Sorting a logfile, how would you write it?

Frank Meyer · Aug 10, 2007

I've written a little ruby program which can sort logfiles with the
following format:

4.text text text
1.text text text
2.text text text
10.text text text
2.text2 text2 text2

The file is given as a command line parameter and after sorting the
entries it writes them back into this file.

The program is in the attachement.

What I want to know is how would you write such a tool in ruby?
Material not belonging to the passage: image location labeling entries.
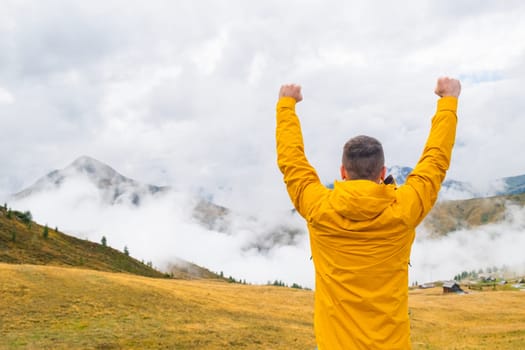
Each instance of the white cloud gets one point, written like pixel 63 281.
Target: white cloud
pixel 6 97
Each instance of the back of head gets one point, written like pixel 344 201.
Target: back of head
pixel 363 158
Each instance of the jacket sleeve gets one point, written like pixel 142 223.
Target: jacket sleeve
pixel 302 182
pixel 424 182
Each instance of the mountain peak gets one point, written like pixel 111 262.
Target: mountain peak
pixel 111 185
pixel 94 168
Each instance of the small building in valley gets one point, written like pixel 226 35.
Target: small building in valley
pixel 451 287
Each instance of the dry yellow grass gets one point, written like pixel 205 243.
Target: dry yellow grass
pixel 66 308
pixel 476 321
pixel 44 307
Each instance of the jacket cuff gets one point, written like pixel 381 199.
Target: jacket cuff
pixel 285 102
pixel 448 103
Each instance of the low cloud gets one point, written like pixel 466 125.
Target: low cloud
pixel 254 246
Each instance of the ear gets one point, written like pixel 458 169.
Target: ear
pixel 344 175
pixel 383 173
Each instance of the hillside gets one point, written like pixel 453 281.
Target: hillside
pixel 449 216
pixel 67 308
pixel 22 241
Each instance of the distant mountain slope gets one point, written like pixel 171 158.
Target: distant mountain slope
pixel 453 189
pixel 22 241
pixel 450 216
pixel 112 186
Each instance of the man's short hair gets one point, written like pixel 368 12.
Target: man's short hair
pixel 363 158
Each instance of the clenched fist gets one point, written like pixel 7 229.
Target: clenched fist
pixel 291 90
pixel 448 87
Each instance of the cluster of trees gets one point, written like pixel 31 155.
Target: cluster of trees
pixel 474 275
pixel 279 283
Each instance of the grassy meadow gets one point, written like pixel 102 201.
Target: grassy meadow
pixel 44 307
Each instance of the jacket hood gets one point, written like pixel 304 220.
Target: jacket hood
pixel 361 200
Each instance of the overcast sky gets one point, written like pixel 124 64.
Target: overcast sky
pixel 183 93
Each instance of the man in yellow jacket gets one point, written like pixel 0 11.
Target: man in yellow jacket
pixel 361 232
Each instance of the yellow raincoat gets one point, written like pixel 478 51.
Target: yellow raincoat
pixel 361 234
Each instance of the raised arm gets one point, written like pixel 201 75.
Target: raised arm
pixel 302 181
pixel 423 184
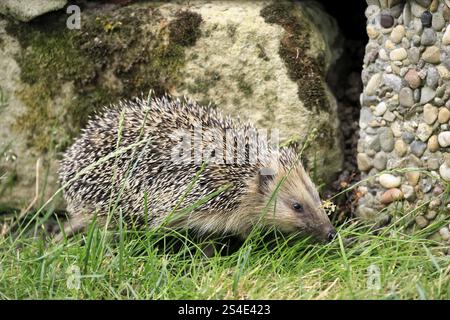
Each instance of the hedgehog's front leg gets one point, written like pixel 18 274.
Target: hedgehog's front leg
pixel 73 226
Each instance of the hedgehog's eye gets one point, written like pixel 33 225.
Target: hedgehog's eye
pixel 297 207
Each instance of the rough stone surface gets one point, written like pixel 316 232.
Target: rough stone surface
pixel 26 10
pixel 420 107
pixel 236 55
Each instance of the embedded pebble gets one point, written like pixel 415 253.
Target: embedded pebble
pixel 379 161
pixel 444 139
pixel 392 81
pixel 389 181
pixel 432 55
pixel 391 195
pixel 426 18
pixel 444 171
pixel 413 79
pixel 428 37
pixel 397 33
pixel 424 131
pixel 421 221
pixel 373 84
pixel 412 177
pixel 430 113
pixel 443 115
pixel 386 20
pixel 438 22
pixel 432 77
pixel 406 97
pixel 433 144
pixel 380 109
pixel 365 163
pixel 405 118
pixel 398 54
pixel 418 148
pixel 427 94
pixel 386 139
pixel 408 137
pixel 372 32
pixel 400 147
pixel 443 72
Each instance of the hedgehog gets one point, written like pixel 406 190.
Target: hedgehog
pixel 127 164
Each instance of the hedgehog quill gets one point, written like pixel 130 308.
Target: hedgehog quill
pixel 222 183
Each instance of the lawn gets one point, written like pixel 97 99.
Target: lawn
pixel 133 264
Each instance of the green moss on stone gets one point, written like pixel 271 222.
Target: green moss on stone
pixel 244 86
pixel 307 71
pixel 116 55
pixel 185 28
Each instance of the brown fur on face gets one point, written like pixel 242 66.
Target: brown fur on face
pixel 291 185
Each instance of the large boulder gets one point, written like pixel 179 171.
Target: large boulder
pixel 25 10
pixel 263 61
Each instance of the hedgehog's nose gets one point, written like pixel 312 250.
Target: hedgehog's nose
pixel 331 234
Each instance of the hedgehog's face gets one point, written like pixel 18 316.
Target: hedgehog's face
pixel 297 206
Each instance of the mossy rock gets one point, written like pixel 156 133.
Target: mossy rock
pixel 231 56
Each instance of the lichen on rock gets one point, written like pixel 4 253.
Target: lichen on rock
pixel 223 55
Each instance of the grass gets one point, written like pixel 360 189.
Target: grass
pixel 163 264
pixel 129 263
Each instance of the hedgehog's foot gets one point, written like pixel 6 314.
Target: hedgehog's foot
pixel 72 227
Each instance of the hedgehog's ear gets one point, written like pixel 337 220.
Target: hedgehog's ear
pixel 266 175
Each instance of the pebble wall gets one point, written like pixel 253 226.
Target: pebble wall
pixel 404 120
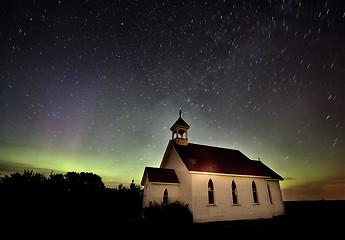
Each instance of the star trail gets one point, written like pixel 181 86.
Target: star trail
pixel 96 85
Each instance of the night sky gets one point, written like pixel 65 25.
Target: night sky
pixel 95 86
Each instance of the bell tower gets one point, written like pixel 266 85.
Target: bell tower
pixel 179 131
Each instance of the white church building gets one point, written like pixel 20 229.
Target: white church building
pixel 218 184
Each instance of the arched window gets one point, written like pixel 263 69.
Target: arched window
pixel 255 193
pixel 234 193
pixel 165 197
pixel 269 193
pixel 210 192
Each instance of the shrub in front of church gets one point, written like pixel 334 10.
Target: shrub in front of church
pixel 172 213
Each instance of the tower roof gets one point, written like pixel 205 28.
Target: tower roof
pixel 180 122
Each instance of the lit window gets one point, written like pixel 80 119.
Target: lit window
pixel 165 196
pixel 210 192
pixel 255 193
pixel 269 193
pixel 234 193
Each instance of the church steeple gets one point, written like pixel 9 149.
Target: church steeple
pixel 179 131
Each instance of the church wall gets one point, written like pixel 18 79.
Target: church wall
pixel 224 209
pixel 154 192
pixel 277 207
pixel 172 160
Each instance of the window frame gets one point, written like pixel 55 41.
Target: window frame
pixel 269 194
pixel 165 196
pixel 255 193
pixel 210 192
pixel 234 191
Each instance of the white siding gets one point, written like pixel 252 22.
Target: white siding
pixel 277 206
pixel 153 192
pixel 224 209
pixel 193 190
pixel 172 160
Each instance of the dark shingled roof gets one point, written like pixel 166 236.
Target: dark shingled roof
pixel 161 175
pixel 179 122
pixel 203 158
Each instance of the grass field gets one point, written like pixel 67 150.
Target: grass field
pixel 304 219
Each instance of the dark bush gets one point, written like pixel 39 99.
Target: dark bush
pixel 175 213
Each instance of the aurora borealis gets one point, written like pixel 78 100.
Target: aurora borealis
pixel 95 86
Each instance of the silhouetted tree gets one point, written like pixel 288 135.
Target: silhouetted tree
pixel 71 197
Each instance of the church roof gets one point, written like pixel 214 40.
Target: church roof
pixel 179 122
pixel 202 158
pixel 161 175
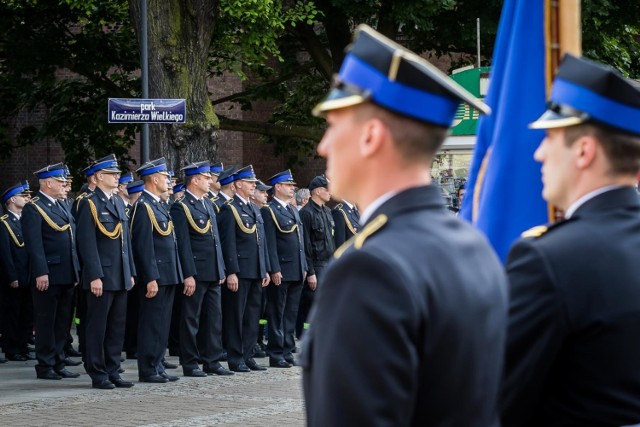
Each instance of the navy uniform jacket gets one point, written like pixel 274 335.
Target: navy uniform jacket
pixel 428 291
pixel 155 249
pixel 285 241
pixel 573 348
pixel 109 259
pixel 198 238
pixel 15 260
pixel 243 240
pixel 49 236
pixel 346 221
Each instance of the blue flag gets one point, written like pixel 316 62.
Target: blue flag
pixel 504 193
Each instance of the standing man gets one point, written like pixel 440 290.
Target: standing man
pixel 49 236
pixel 402 284
pixel 285 242
pixel 155 252
pixel 347 221
pixel 14 274
pixel 573 354
pixel 107 274
pixel 203 267
pixel 245 258
pixel 318 227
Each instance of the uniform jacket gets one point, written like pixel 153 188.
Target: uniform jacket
pixel 346 221
pixel 15 260
pixel 428 291
pixel 573 348
pixel 155 254
pixel 109 259
pixel 285 240
pixel 51 250
pixel 318 228
pixel 244 251
pixel 198 238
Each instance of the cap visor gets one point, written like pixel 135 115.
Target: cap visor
pixel 551 120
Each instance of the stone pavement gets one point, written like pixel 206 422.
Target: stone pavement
pixel 262 399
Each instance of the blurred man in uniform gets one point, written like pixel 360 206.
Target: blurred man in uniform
pixel 285 242
pixel 318 229
pixel 573 354
pixel 107 274
pixel 203 267
pixel 155 252
pixel 49 236
pixel 416 283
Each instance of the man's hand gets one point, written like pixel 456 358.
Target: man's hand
pixel 232 282
pixel 96 287
pixel 152 289
pixel 42 282
pixel 312 281
pixel 189 286
pixel 276 278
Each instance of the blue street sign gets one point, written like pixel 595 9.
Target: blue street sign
pixel 133 110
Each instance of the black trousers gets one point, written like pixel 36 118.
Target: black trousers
pixel 201 327
pixel 306 300
pixel 241 311
pixel 53 311
pixel 153 328
pixel 17 319
pixel 282 311
pixel 104 333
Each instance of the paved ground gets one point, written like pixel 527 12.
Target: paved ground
pixel 267 398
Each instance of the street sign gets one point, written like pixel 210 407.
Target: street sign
pixel 134 110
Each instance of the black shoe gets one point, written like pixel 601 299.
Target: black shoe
pixel 17 357
pixel 251 364
pixel 239 368
pixel 103 385
pixel 195 373
pixel 218 370
pixel 158 379
pixel 169 377
pixel 65 373
pixel 49 375
pixel 279 363
pixel 71 352
pixel 120 383
pixel 168 365
pixel 70 362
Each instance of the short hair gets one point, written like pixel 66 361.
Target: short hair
pixel 621 149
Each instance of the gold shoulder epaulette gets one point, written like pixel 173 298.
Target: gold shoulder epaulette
pixel 536 231
pixel 358 240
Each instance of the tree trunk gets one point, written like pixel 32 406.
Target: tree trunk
pixel 179 36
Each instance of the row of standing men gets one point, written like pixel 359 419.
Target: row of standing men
pixel 133 250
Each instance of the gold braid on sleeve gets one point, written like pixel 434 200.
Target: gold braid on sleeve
pixel 117 231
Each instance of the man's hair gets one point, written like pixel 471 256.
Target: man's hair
pixel 413 139
pixel 621 149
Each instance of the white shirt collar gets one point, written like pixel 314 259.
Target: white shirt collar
pixel 584 199
pixel 375 205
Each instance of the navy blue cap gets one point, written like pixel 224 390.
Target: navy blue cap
pixel 12 191
pixel 107 164
pixel 318 181
pixel 125 178
pixel 226 176
pixel 378 70
pixel 135 186
pixel 56 171
pixel 153 166
pixel 245 174
pixel 197 168
pixel 284 177
pixel 217 168
pixel 587 91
I'm
asking this because I'm still learning ruby and I want to learn how to
do it in ruby (ans its design principles).

Thank you!

Turing

Attachments:
http://www.ruby-forum.com/attachment/86/test.rb

William James · Aug 10, 2007

I've written a little ruby program which can sort logfiles with the
following format:

4.text text text
1.text text text
2.text text text
10.text text text
2.text2 text2 text2

The file is given as a command line parameter and after sorting the
entries it writes them back into this file.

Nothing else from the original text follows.